Counseling graduate student Winter Groeschl began her struggle with anorexia and self-harm between the ages of 12 and 14. Her mother was also anorexic, making her a “role-model” that Groescho picked up the eating disorder from, she said.
At 19, Groeschl entered treatment at Rosewood Centers for Eating Disorders. She was to return to Rosewood at age 20 and 21 because of relapses into her disorder.
The third and final time, her parents decided that they weren’t going to pay for any more treatments.
“That year was the hardest,” Groeschl said. “Last time, I really had to fight to get back into treatment. ... But (Rosewood) didn’t give me any shame.”
Groeschl said Rosewood never told her, “we told you so” or “you should be better by now,” she said. They told her to come back, despite her discouragement.
This past summer, Groeschl was not a patient. Instead, she worked for Rosewood in tech support. Now, she is a graduate student at ASU pursuing her master’s degree in counseling.
There were many factors contributing to her eating disorder, she said, including perfectionism and anxiety. She would often resort to self-harm.
At one point, her mother found out and attempted to take away all the sharp objects around her. This continued, but her boyfriend at the time also found out. He threatened to tell her mother if she didn’t stop.
“In the moments that I felt really overwhelmed and had so many thoughts going on in my head, it was something I had to numb out,” Groeschl said. “I didn’t want to have to feel everything I was feeling at the time, and this was something physical I could take out on myself right away. It released some of that pressure I was feeling. I literally felt like I was going to explode inside.”

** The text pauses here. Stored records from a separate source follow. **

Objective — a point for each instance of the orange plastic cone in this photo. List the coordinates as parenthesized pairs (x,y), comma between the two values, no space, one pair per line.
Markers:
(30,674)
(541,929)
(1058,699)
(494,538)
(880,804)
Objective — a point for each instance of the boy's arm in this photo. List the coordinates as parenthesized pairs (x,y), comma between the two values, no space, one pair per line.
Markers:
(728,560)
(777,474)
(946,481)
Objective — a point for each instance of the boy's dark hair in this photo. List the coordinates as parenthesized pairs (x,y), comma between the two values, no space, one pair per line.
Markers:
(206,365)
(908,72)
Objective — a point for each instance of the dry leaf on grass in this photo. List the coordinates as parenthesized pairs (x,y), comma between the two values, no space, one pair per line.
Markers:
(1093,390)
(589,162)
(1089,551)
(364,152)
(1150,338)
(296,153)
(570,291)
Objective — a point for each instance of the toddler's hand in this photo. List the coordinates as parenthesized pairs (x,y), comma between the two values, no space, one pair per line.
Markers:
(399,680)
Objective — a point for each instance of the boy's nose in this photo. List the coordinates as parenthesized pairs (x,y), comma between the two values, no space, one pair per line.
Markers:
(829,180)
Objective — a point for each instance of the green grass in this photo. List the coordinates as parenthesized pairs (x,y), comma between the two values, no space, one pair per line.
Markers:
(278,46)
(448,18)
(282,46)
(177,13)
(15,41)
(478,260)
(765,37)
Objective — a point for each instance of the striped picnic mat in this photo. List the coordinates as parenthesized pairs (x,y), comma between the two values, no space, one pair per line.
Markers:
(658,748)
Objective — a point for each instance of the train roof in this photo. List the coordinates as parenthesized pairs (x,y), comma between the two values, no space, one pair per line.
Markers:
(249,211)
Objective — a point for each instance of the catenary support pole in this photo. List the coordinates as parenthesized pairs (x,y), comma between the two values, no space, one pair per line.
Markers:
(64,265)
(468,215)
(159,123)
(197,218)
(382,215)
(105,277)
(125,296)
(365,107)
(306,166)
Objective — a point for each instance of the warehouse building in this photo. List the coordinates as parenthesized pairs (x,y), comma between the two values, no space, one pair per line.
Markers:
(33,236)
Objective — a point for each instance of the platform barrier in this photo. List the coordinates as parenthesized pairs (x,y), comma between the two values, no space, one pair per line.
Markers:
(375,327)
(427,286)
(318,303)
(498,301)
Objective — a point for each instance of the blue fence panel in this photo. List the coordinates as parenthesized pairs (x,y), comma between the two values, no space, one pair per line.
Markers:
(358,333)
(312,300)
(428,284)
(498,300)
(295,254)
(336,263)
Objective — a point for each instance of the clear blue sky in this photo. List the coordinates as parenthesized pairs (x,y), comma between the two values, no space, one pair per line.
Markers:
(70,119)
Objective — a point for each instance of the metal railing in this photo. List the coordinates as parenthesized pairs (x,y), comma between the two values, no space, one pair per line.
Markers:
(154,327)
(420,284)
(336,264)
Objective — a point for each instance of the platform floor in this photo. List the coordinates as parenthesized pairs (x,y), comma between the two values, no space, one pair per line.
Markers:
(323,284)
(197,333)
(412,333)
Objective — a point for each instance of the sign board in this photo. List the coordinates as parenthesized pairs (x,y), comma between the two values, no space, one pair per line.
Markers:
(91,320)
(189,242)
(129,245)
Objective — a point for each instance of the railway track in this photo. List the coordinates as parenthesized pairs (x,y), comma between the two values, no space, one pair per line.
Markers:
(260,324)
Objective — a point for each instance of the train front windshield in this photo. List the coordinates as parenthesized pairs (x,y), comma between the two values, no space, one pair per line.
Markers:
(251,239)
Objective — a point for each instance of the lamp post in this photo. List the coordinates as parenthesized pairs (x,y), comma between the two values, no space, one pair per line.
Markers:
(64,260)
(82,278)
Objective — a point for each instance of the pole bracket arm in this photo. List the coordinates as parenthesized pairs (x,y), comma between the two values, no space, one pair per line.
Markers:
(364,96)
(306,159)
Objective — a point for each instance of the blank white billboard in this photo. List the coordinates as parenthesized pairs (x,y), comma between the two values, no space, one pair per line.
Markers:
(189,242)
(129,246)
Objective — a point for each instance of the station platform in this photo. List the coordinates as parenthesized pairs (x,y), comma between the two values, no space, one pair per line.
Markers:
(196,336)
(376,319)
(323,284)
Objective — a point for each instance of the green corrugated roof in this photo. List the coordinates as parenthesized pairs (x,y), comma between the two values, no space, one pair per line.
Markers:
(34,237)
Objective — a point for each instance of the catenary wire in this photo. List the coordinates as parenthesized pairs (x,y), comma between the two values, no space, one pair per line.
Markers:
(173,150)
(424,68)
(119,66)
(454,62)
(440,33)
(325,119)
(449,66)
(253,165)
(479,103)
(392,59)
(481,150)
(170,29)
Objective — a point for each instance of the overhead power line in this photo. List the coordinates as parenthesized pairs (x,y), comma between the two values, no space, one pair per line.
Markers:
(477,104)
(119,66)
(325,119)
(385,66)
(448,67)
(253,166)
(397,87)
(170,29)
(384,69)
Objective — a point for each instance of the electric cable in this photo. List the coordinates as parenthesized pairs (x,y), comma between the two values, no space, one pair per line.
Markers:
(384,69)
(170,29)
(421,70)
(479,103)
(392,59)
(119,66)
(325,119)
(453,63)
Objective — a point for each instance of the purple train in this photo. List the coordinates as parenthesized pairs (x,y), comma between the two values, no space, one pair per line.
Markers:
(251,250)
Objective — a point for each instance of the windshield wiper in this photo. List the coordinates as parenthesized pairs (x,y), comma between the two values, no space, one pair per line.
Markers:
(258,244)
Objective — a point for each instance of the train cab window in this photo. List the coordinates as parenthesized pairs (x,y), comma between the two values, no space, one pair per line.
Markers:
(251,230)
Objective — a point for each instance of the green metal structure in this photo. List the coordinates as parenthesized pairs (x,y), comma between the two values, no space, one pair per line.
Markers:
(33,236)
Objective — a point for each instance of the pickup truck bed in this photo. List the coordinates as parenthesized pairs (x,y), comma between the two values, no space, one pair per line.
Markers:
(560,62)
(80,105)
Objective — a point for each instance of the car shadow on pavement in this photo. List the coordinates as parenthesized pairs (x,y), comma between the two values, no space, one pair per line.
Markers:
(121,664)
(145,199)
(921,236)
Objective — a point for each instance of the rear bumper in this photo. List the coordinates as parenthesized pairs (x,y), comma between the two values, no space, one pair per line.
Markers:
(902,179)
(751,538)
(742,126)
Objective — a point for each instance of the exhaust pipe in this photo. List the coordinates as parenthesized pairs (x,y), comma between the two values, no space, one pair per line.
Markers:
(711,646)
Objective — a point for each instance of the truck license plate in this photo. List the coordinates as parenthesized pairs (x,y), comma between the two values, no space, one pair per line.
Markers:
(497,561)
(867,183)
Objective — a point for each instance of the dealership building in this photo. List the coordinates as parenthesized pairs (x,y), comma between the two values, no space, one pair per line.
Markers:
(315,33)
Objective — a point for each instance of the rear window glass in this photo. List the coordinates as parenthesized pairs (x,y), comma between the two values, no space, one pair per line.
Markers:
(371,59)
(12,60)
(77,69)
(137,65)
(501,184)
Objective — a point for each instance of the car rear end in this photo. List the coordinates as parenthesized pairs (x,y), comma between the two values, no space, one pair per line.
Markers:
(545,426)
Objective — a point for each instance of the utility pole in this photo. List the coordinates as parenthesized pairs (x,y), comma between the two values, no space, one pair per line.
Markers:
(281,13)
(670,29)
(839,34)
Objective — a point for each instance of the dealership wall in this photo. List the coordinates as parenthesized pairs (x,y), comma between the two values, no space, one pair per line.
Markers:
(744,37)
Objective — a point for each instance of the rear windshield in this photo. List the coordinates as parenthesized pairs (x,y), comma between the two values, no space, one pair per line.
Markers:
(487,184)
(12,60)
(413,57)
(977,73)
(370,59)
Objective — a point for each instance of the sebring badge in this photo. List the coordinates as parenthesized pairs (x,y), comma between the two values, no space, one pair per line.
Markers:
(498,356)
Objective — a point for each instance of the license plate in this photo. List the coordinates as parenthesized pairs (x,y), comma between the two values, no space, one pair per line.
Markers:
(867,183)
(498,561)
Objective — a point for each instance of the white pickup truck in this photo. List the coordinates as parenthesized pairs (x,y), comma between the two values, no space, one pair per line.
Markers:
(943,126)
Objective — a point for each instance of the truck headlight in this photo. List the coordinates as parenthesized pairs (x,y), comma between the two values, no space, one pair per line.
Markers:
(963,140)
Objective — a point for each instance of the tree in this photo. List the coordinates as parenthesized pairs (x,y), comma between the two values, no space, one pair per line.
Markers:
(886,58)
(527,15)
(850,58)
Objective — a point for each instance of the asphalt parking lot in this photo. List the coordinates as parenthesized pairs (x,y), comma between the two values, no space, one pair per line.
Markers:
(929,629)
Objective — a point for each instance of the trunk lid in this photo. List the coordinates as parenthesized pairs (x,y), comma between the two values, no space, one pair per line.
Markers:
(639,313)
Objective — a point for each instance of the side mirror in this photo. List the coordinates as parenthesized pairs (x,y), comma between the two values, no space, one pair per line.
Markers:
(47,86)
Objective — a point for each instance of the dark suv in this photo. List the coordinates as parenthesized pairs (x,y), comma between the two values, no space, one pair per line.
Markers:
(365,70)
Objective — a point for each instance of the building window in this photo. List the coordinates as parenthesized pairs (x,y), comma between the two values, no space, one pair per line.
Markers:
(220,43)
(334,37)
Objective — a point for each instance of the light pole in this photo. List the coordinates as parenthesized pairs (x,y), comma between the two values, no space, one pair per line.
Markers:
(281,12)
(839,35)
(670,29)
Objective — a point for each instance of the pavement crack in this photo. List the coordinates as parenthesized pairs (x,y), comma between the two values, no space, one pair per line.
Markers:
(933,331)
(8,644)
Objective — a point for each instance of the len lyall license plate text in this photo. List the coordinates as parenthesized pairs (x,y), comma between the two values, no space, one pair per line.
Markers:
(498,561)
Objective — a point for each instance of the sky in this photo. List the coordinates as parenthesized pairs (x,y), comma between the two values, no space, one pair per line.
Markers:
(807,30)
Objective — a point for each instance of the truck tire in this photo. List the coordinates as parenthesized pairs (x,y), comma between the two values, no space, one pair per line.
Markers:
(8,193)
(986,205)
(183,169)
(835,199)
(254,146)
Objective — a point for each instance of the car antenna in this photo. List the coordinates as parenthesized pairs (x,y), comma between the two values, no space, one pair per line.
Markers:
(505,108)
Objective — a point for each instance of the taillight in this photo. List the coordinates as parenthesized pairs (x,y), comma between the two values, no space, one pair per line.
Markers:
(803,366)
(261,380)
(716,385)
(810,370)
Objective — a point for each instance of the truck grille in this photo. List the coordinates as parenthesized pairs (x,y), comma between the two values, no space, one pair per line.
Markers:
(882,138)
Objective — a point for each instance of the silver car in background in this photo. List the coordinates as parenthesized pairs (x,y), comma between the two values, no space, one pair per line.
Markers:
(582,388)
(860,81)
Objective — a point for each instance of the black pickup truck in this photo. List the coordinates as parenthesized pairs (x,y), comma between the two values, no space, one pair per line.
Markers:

The change began when she left for college in Idaho to pursue a bachelor’s degree in psychology. Reaching out to her father, Groeschl entered Rosewood Centers for Eating Disorders.
Rosewood Centers for Eating Disorders, which has three locations in Wickenburg and one center in Tempe, works with patients suffering from both eating disorders and substance addiction.
“Do what you can in order to save your life because you never know if it’ll take three times or twenty times, but always give yourself that chance and never feel ashamed about getting help,” Groeschl said.
Jacob Lost, one of Groeschl's friends during treatment, met Groeschl in February of 2011 at a Rosewood group meeting. The two stayed friends long after leaving treatment.
“I literally watched her grow into the person that she is now, working at Rosewood and figuring out that she can be loved,” he said. “I’ve just seen so much growth in the past four years.”
Had Groeschl not gone to Rosewood, Lost said she would not be the person that she is today.
Lost also admires the fact that she decided to pursue her master’s degree in counseling. He also works in mental health.
Rosewood offers several levels of care, including inpatient, residential, partial hospitalization and outpatient care.
“Every client is very individualized here,” said Shannon Hershkowitz, Rosewood alumni coordinator. “It really depends on what addiction level they’re at.”
The 24/7 nursing staff and support is what helps the most in the beginning of treatments, Hershkowitz said.
“With people who battle with addictions and eating disorders in general … they can easily talk themselves out of why they shouldn’t come,” she said.
Hershkowitz said the tech, who are there to support the clients, encourage the patients because they understand what the client is going through.
“When you’re surrounded by people who understand, it makes things a bit easier,” Hershkowitz said.